Se pose également la question de l’impact sur les prix. Comme toujours, il s’avère très difficile de faire des projections sur l’évolution des prix, surtout quand cela concerne un marché aussi stratégique que celui du gaz. Il est intéressant de noter, cependant, que la Commission européenne estime que les marchés ont en réalité déjà internalisé le coût de la fin du transit et que les impacts sont “minimaux”20. Les prix oscillent aujourd’hui légèrement au-dessus de 40€/MWh, en hausse par rapport à la moyenne de cette année, mais bien loin des niveaux connus au pic de la crise (330€/MWh)21. L’une des inquiétudes qui émergent ces derniers jours concerne en réalité les prix pour l’été 2025, qui sont aujourd’hui plus élevés que pour l’hiver 202522 : cette situation est tout à fait inhabituelle, et témoigne du fait que les marchés s’attendent à ce que l’Europe utilise beaucoup (plus que ces dernières années) ses stockages de gaz cet hiver, et ait besoin de beaucoup de volumes au printemps pour les remplir à nouveau aux niveaux fixés par la loi. Cette situation inquiète puisque si les prix sont plus hauts l’été que l’hiver, l’incitation économique à remplir les stockages disparaît pour les opérateurs économiques (ils perdraient de l’argent). Une situation qui reste donc à surveiller, et qui pourrait nécessiter des interventions des États au printemps.
De grosses inquiétudes subsistent également quant à la situation de la Moldavie. En effet, bien que la Moldavie occidentale n’importe pas de gaz Russe, la Transnistrie est elle entièrement dépendante des importations de gaz russe via l’Ukraine. Or, c’est en Transnistrie que se trouve la centrale thermique à gaz Kuchurgan, fournissant environ trois quarts de la consommation électrique de la Moldavie occidentale. Le pays ne dispose, par ailleurs, d’aucun stockage gazier. C’est pourquoi le Parlement moldave a déclaré l’état d’urgence énergétique le 13 décembre, pour une durée de 60 jours.
Enfin, si l’on se place toujours dans un scénario d’arrêt du transit au 1er janvier, il est possible de se demander si le réseau de gaz ukrainien ne sera pas davantage ciblé par les forces militaires russes. En effet, comparativement au réseau électrique, il a été jusqu’à présent relativement épargné : était-ce pour préserver le gaz livré aux européens ?
Conclusion
En somme, malgré les défis posés par la fin du transit ukrainien, l’UE semble prête à relever ce défi.
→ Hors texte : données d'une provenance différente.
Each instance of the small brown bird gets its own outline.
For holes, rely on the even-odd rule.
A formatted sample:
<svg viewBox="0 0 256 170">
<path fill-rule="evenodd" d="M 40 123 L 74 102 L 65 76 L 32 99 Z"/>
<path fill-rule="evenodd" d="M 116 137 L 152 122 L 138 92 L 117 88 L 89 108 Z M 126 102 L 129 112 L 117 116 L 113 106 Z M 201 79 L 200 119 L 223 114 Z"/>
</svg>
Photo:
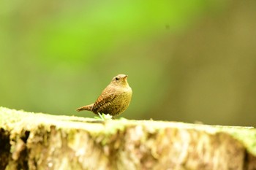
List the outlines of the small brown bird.
<svg viewBox="0 0 256 170">
<path fill-rule="evenodd" d="M 126 110 L 131 101 L 132 90 L 127 82 L 127 75 L 118 74 L 113 78 L 95 103 L 81 107 L 77 111 L 88 110 L 96 115 L 109 114 L 116 116 Z"/>
</svg>

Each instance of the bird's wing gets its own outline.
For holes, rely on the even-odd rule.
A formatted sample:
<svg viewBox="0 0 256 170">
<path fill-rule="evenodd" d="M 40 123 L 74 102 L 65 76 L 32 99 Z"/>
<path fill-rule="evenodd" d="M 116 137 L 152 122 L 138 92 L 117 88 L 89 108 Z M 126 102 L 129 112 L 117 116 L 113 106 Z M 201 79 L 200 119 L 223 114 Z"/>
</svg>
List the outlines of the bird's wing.
<svg viewBox="0 0 256 170">
<path fill-rule="evenodd" d="M 92 111 L 94 112 L 104 112 L 115 98 L 114 91 L 111 90 L 103 90 L 95 101 Z"/>
</svg>

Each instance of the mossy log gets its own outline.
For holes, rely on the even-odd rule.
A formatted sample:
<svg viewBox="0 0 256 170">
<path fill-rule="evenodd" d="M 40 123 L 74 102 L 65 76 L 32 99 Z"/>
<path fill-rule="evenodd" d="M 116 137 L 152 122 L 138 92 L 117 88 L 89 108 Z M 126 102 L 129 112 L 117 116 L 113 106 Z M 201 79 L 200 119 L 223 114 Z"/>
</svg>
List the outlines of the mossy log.
<svg viewBox="0 0 256 170">
<path fill-rule="evenodd" d="M 0 107 L 0 169 L 256 169 L 256 130 Z"/>
</svg>

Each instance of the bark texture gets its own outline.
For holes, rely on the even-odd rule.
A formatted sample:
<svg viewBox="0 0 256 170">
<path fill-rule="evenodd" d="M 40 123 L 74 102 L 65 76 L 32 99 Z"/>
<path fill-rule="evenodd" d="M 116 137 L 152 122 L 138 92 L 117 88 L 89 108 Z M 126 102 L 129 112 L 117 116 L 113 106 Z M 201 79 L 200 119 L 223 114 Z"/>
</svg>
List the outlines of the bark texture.
<svg viewBox="0 0 256 170">
<path fill-rule="evenodd" d="M 256 169 L 256 130 L 0 107 L 0 169 Z"/>
</svg>

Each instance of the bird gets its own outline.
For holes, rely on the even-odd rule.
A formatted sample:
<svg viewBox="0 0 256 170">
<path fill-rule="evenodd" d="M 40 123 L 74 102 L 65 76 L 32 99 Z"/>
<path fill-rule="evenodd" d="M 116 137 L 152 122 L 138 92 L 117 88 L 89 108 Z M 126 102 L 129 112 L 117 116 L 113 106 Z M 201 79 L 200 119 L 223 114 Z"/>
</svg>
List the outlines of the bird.
<svg viewBox="0 0 256 170">
<path fill-rule="evenodd" d="M 126 74 L 114 77 L 94 103 L 79 107 L 77 111 L 87 110 L 96 115 L 104 113 L 113 117 L 124 112 L 128 108 L 132 95 L 127 77 Z"/>
</svg>

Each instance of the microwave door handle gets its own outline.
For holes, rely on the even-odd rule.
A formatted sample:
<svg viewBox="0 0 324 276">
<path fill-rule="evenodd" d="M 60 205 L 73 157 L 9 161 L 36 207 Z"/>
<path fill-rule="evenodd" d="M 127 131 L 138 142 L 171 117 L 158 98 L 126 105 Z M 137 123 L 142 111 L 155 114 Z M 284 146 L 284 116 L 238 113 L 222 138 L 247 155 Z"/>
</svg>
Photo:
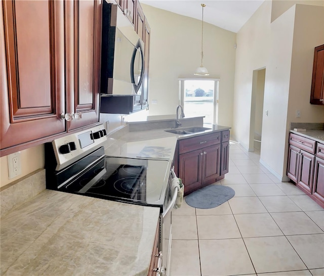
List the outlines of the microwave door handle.
<svg viewBox="0 0 324 276">
<path fill-rule="evenodd" d="M 171 202 L 169 204 L 167 210 L 166 210 L 162 213 L 162 217 L 164 218 L 167 214 L 173 208 L 174 205 L 176 203 L 176 200 L 177 200 L 177 197 L 178 196 L 178 187 L 176 187 L 174 189 L 174 193 L 173 194 L 173 197 L 172 197 L 172 199 L 171 200 Z"/>
</svg>

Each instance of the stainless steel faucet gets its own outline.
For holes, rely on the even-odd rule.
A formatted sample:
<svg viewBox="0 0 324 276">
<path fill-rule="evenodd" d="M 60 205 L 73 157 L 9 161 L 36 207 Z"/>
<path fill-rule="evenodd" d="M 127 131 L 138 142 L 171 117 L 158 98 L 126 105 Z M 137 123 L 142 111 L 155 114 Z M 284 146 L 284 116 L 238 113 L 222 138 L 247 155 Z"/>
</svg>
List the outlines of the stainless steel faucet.
<svg viewBox="0 0 324 276">
<path fill-rule="evenodd" d="M 178 127 L 178 126 L 181 125 L 181 123 L 179 121 L 179 109 L 180 109 L 180 111 L 181 111 L 181 118 L 184 118 L 184 113 L 183 112 L 183 108 L 180 105 L 179 105 L 177 107 L 177 119 L 176 120 L 176 127 Z"/>
</svg>

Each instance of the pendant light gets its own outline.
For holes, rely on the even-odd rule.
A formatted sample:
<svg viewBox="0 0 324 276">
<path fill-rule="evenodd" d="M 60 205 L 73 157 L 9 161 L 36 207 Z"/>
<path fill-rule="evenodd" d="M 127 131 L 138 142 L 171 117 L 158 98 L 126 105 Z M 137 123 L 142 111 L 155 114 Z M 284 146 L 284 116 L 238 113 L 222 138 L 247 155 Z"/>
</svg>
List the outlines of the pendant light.
<svg viewBox="0 0 324 276">
<path fill-rule="evenodd" d="M 202 51 L 202 37 L 204 35 L 204 8 L 206 7 L 205 4 L 201 4 L 202 7 L 202 16 L 201 19 L 201 63 L 200 66 L 196 69 L 193 74 L 197 76 L 209 76 L 208 70 L 202 65 L 202 58 L 204 58 L 204 51 Z"/>
</svg>

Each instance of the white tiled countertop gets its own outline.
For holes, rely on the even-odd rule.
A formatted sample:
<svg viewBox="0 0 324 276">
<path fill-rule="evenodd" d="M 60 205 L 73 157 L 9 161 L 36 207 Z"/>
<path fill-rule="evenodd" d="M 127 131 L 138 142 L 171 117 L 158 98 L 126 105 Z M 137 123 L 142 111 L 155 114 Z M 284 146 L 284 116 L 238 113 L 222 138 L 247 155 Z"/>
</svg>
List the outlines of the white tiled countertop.
<svg viewBox="0 0 324 276">
<path fill-rule="evenodd" d="M 158 208 L 45 190 L 1 219 L 1 275 L 147 275 Z"/>
</svg>

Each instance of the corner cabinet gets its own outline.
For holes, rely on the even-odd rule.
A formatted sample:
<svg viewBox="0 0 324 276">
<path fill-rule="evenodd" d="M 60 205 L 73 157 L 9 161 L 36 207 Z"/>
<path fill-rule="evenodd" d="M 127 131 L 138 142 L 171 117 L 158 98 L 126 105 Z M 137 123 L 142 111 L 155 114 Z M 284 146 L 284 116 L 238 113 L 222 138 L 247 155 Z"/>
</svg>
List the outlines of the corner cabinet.
<svg viewBox="0 0 324 276">
<path fill-rule="evenodd" d="M 100 3 L 2 3 L 2 156 L 99 121 Z"/>
<path fill-rule="evenodd" d="M 185 195 L 224 178 L 228 171 L 229 139 L 226 130 L 178 141 L 178 173 Z"/>
<path fill-rule="evenodd" d="M 323 153 L 324 145 L 290 133 L 287 176 L 324 208 Z"/>
<path fill-rule="evenodd" d="M 324 44 L 315 48 L 310 102 L 324 105 Z"/>
</svg>

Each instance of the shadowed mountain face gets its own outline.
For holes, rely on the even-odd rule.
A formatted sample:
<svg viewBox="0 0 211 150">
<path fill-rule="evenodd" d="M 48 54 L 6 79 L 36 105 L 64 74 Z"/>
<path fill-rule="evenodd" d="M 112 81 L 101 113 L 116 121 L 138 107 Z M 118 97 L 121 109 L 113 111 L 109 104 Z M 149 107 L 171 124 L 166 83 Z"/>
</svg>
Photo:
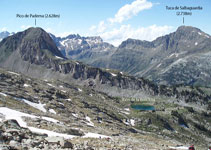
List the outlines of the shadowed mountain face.
<svg viewBox="0 0 211 150">
<path fill-rule="evenodd" d="M 166 48 L 169 44 L 160 44 L 162 40 L 157 39 L 157 45 L 161 47 L 160 56 L 169 51 Z M 142 52 L 139 47 L 153 49 L 157 46 L 156 42 L 128 40 L 115 54 L 128 49 L 138 54 Z M 203 147 L 210 141 L 209 88 L 161 86 L 115 70 L 94 68 L 68 60 L 57 49 L 49 34 L 40 28 L 30 28 L 0 42 L 0 67 L 5 68 L 0 69 L 0 105 L 3 106 L 0 107 L 3 114 L 0 119 L 8 115 L 5 110 L 10 114 L 18 110 L 37 114 L 39 120 L 40 115 L 50 115 L 62 122 L 62 126 L 58 126 L 55 120 L 46 124 L 48 118 L 45 122 L 40 120 L 38 125 L 38 118 L 33 120 L 29 117 L 25 119 L 28 126 L 40 126 L 40 129 L 70 135 L 83 136 L 95 131 L 111 135 L 114 140 L 120 137 L 122 141 L 122 136 L 128 134 L 128 139 L 134 141 L 134 134 L 139 143 L 140 139 L 144 139 L 138 138 L 139 135 L 151 132 L 153 136 L 158 134 L 159 138 L 165 140 L 168 137 Z M 139 104 L 153 105 L 156 110 L 140 112 L 131 108 Z M 18 117 L 13 119 L 19 120 Z M 2 123 L 3 126 L 5 124 Z M 79 129 L 72 130 L 72 127 Z M 7 134 L 9 131 L 4 131 L 4 135 L 12 135 Z M 24 130 L 22 132 L 27 135 Z M 19 133 L 23 135 L 22 132 Z M 126 143 L 133 145 L 131 141 Z M 143 148 L 143 145 L 140 147 Z"/>
<path fill-rule="evenodd" d="M 92 63 L 159 84 L 211 86 L 211 37 L 200 29 L 181 26 L 152 42 L 128 39 L 112 56 Z"/>
<path fill-rule="evenodd" d="M 112 95 L 121 95 L 118 89 L 122 89 L 124 95 L 157 93 L 158 87 L 147 80 L 67 60 L 41 28 L 30 28 L 5 38 L 0 43 L 0 53 L 1 67 L 35 78 L 73 81 Z M 136 94 L 131 92 L 133 90 Z"/>
<path fill-rule="evenodd" d="M 64 58 L 50 36 L 41 28 L 29 28 L 5 38 L 0 47 L 2 62 L 13 53 L 18 53 L 24 61 L 38 65 L 48 63 L 53 56 Z"/>
<path fill-rule="evenodd" d="M 10 33 L 7 31 L 1 32 L 0 33 L 0 41 L 4 38 L 8 37 L 9 35 L 10 35 Z"/>
</svg>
Grâce aux efforts de ces dernières années et à son travail de préparation, l’Europe est équipée pour faire face à cet événement. La fin du transit ukrainien peut alors être envisagée non pas comme une menace mais comme une étape cruciale vers une indépendance énergétique durable et une résilience accrue face aux fluctuations géopolitiques.
Le nouveau commissaire à l’énergie, le danois Dan Jørgensen, s’est engagé à présenter une feuille de route pour arrêter toutes les importations d’énergies fossiles russes d’ici à 2027. On estime que, en novembre 2024, l’Union était toujours le quatrième acheteur mondial d’énergies fossiles russes avec une facture pour ce seul mois d’environ 1,8 milliard d’euros23. Notons d’ailleurs que la France était en novembre le deuxième État de l’Union le plus acheteur de combustibles fossiles Russe (exclusivement du GNL dans le cas français), derrière la Slovaquie, et devant la Hongrie. Dans cette perspective, la fin du transit ukrainien n’apparaît que comme la première haie d’un 110 mètres qui reste encore à courir.